Donald Trump chamou as mudanças climáticas de "maior fraude" da História, na Assembleia Geral da ONUAFP

A COP30 começa em menos de um mês, com o desafio de unir os países para garantir o combate às mudanças climáticas, apesar dos ventos contrários, principalmente devido à retirada dos Estados Unidos.
O presidente Luiz Inácio Lula da Silva insistiu em organizar a 30ª Conferência das Nações Unidas sobre o Clima (10 a 21 de novembro) em Belém (PA). Ele pretende reunir coleções de chefes de Estado e de governo, mas em uma reunião de cúpula prevista para alguns dias antes (6 e 7 de novembro), para aliviar a cidade do desafio logístico imposto pela chegada de 50 mil negociadores, ativistas, especialistas e outros participantes.
Poucos líderes confirmaram até agora sua participação, em um período atual marcado por turbulências geopolíticas e econômicas que tiraram os holofotes das preocupações climáticas.

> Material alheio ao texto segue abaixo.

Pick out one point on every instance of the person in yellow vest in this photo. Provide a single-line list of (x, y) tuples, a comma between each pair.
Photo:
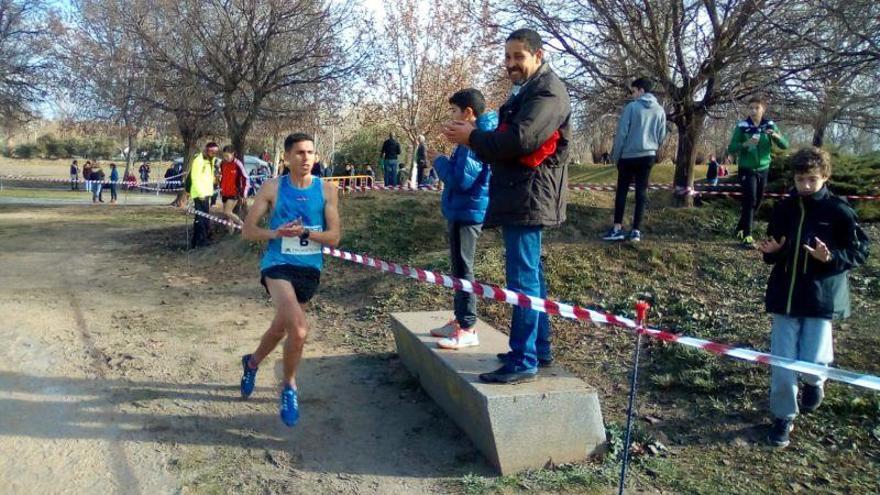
[(200, 186)]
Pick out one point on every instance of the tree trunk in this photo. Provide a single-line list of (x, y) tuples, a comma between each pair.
[(190, 138), (819, 134), (690, 128)]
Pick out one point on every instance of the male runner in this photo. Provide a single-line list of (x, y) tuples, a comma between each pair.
[(304, 218)]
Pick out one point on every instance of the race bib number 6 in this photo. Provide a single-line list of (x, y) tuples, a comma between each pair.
[(295, 246)]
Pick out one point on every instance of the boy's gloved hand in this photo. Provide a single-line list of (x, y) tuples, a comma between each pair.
[(770, 246), (820, 252)]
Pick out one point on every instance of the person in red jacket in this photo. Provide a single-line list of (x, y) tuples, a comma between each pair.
[(233, 183)]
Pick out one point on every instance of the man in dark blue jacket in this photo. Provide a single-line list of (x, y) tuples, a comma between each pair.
[(464, 203), (528, 189)]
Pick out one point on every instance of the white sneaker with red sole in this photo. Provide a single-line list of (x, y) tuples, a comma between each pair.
[(459, 340), (446, 330)]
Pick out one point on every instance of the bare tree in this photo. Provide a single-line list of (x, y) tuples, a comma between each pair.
[(430, 50), (24, 45), (245, 51), (704, 55), (104, 67)]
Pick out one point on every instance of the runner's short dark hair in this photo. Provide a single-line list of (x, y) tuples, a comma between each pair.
[(469, 97), (643, 83), (529, 37), (297, 137), (811, 159)]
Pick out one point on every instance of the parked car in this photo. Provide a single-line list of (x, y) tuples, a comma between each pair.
[(251, 162)]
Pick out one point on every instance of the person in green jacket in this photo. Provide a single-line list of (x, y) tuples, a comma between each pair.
[(199, 184), (751, 143)]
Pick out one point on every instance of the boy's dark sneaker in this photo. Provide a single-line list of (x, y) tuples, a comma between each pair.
[(289, 406), (248, 377), (811, 397), (543, 362), (614, 234), (779, 432), (510, 375)]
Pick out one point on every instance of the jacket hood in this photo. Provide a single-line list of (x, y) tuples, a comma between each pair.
[(488, 121), (648, 100)]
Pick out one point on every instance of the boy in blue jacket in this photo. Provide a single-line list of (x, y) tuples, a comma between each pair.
[(464, 203), (813, 240)]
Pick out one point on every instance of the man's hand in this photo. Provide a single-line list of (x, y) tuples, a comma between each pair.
[(289, 229), (820, 252), (431, 155), (458, 132), (770, 246)]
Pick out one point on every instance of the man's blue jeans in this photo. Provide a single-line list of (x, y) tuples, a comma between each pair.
[(530, 329), (391, 171), (804, 339)]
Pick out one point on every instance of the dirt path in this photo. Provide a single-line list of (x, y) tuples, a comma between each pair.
[(120, 373)]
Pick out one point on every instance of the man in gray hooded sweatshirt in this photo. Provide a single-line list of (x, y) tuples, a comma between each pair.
[(640, 132)]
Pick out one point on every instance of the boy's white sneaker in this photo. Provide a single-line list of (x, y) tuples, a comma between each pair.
[(446, 330), (459, 340)]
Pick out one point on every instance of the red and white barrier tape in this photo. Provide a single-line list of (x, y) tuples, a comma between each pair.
[(575, 312), (121, 182), (700, 189)]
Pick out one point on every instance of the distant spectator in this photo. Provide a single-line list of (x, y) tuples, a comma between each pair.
[(87, 175), (317, 167), (421, 161), (114, 179), (640, 132), (389, 154), (144, 172), (97, 178), (751, 142), (233, 183), (74, 176)]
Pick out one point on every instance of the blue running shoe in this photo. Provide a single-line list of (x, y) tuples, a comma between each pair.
[(248, 377), (289, 406)]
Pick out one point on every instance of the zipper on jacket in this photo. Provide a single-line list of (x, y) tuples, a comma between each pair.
[(794, 263), (806, 258)]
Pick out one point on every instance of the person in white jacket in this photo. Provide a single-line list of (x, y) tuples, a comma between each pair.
[(640, 132)]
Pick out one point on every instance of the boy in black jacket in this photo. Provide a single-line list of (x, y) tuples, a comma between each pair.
[(814, 239)]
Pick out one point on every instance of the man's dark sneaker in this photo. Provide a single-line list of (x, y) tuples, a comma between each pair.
[(289, 406), (811, 398), (543, 362), (248, 377), (779, 432), (510, 375), (614, 234)]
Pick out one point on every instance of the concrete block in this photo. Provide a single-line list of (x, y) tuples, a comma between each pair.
[(555, 419)]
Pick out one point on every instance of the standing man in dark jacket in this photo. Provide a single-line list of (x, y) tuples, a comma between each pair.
[(528, 189), (390, 152), (813, 240), (421, 161)]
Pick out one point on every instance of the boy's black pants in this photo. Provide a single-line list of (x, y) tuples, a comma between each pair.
[(752, 184)]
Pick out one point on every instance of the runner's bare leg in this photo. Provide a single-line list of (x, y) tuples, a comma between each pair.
[(290, 320)]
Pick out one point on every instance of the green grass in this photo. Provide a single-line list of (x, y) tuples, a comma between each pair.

O rei Carlos III, da Inglaterra, será representado por seu filho, o príncipe William. Já o presidente da Áustria desistiu da reunião devido ao alto custo dos hotéis, questão que também compromete a participação de ONGs e países pobres, a ponto de ofuscar o conteúdo das negociações.
Lula visitou o Papa Leão XIV nesta segunda-feira (13) no Vaticano, mas o pontífice não compareceu à COP30, devido a compromissos, informou o presidente.
Países como Gâmbia, Cabo Verde e até mesmo o Japão afirmaram à AFP que planejam reduzir suas delegações. Mas o Brasil não cedeu aos apelos para transferir o evento para outra cidade, como o Rio de Janeiro, e fretou dois navios de cruzeiro, para aumentar o número de leitos em Belém.
“Eu conheço a infraestrutura de Belém”, disse Lula. Mas "a gente quer mostrar a Amazônia." O presidente destacou o avanço das obras na cidade de 1,4 milhão de habitantes, com infraestrutura limitada. E afirmou que pretende "dormir em um barco".
Desconfiança
Para finalizar os preparativos, foi aberta hoje em Brasília a reunião “pré-COP”, um encontro informal de dois dias entre ministros, que conta com a participação de 67 países.
Na reta final é "onde o verdadeiro progresso acontece. Nos próximos dias, peço-lhes para ir um pouco mais longe" em Belém, disse no encontro o secretário-executivo da ONU para a Mudança Climática, Simon Stiell.
Mas a COP30 corresponderá às expectativas, após os dois anos mais quentes já registrados e a multiplicação das ondas de calor e tempestades mortais em todo o mundo? Ao contrário das duas últimas edições, que resultaram em acordos históricos sobre combustíveis fósseis e finanças, nesta COP “não devemos esperar grandes manchetes ou acordos sobre questões importantes”, estimou Marta Torres-Gunfaus, do think tank parisiense IDDRI.
A Presidência brasileira observa uma falta generalizada de disposição para assumir novos compromissos ambiciosos, e prioriza a implementação de soluções já acordadas.
A questão financeira volta a ser um tema espinhoso. Questionado sobre a disponibilidade de recursos econômicos dos países ricos para os pobres, o presidente da COP30, André Corrêa Lago, respondeu que há "pedidos múltiplos [de aumento de recursos], promessas mais limitadas".
“Essa brecha é muito ampla, e não se vê sinais de como eliminá-la”, disse à AFP um representante de um país latino-americano. Já Victor Menotti, porta-voz da ONG Demand Climate Justice, ressaltou que "há uma profunda desconfiança entre países ricos e pobres. A última COP apenas aumentou-a."
No ano passado, a COP29 terminou com um compromisso das nações de fornecer US$ 300 bilhões (R$ 1,6 trilhão) anualmente aos países em desenvolvimento até 2035, muito abaixo do necessário.
Trump convidado 
Lula, comprometido com o fim do desmatamento até 2030, mas também defensor da exploração do petróleo na costa da Amazônia, prometeu uma "COP da verdade".
Dividida, a União Europeia não conseguiu finalizar a tempo o seu novo compromisso de redução de emissões até 2035, e a China se contentou com metas mínimas. Já Lula disse que tentou em telefonema convencer o presidente americano a comparecer ao evento.
No mês passado, Donald Trump chamou as mudanças climáticas de “maior fraude” da História, na Assembleia Geral da ONU.